If you've got a roughly normal distribution shown in a histogram, then the standard deviation can be read off in the following way. Since ~100% of the data is located within 3 sd from the mean, we divide up the data into 6 equally sized intervals. If the range of the data is the interval [a,b], then we approximate a standard deviation by (b–a)/6. If this is what's going on, then I can see why this works as a useful rough method.

I think what was confusing me is that's not really the number of columns in the histogram that matters, it's just the distance between the endpoints (ie. the range of the data). As you say, if the range of 14 were broken up into 7 bars of width 2, we'd still (effectively) do 14/6.

I hadn't thought of or seen this method before, so thanks.

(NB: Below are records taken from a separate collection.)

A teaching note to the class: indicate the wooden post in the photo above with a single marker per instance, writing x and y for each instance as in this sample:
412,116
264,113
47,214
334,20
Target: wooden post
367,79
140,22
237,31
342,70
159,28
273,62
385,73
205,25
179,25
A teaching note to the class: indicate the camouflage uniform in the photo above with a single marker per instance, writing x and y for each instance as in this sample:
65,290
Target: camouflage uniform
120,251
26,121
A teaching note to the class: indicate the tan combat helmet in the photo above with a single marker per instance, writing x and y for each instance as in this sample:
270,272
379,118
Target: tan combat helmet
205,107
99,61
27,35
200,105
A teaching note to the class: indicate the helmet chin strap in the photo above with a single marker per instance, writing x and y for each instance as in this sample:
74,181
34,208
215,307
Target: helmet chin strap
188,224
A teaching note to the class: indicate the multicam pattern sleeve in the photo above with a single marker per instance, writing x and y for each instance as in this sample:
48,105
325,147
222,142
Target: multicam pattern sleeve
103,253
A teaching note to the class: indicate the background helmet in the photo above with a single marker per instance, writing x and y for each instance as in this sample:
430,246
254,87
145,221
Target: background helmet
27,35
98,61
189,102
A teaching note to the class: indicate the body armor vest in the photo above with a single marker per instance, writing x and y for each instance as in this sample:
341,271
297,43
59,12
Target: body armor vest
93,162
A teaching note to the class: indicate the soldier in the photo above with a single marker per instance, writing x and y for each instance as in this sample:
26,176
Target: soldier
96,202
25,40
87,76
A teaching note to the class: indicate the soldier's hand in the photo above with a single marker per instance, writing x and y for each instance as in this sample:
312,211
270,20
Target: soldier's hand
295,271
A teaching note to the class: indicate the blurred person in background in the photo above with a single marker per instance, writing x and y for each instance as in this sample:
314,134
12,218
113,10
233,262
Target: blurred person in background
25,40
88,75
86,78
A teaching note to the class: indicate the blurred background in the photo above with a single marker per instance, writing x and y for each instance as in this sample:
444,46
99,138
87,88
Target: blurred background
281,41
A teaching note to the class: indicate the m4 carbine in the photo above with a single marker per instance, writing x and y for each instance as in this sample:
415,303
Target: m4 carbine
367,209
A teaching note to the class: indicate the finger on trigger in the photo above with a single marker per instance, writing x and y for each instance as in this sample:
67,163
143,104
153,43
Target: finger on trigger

Pretty much. We already know that 99.7% of the data will be within 3 SDs either side of the mean, which is close to 100% of the data. Note that this'd only work in MC questions or as a quick check and you'd have to show more working out if you were doing this as a short answer question. Sorry I missed that step in the first post. 

[lucas2057]

Standard deviation is approximately a quarter of the range. idk what it's on about using the 68-95-99.7 rule.

[Lear]

Standard deviation is approximately a quarter of the range. idk what it's on about using the 68-95-99.7 rule.

Uh no

[studyingg]

Standard deviation is approximately a quarter of the range. idk what it's on about using the 68-95-99.7 rule.

If you have the Nelson book, there is a part in the book that says that st.dev is range/4, this is a very rough estimate, and it's not very reliable, and I feel like this should have been noted in the text-book as this shortcut does not apply to symetrical distributions.

 If you understood it like that then you can interpret the st.dev for bell shaped distributions as range/6 instead  (this can be inferred from the 68-95-99.7 rule)  You can try applying this to the 2002 VCAA exam 1 and 2010 exam 1 which test this theory.

[Lear]

If you have the Nelson book, there is a part in the book that says that st.dev is range/4, this is a very rough estimate, and it's not very reliable, and I feel like this should have been noted in the text-book as this shortcut does not apply to symetrical distributions.

It's quite bizarre that they would put that in there considering it isn't even remotely accurate for typical single variable data.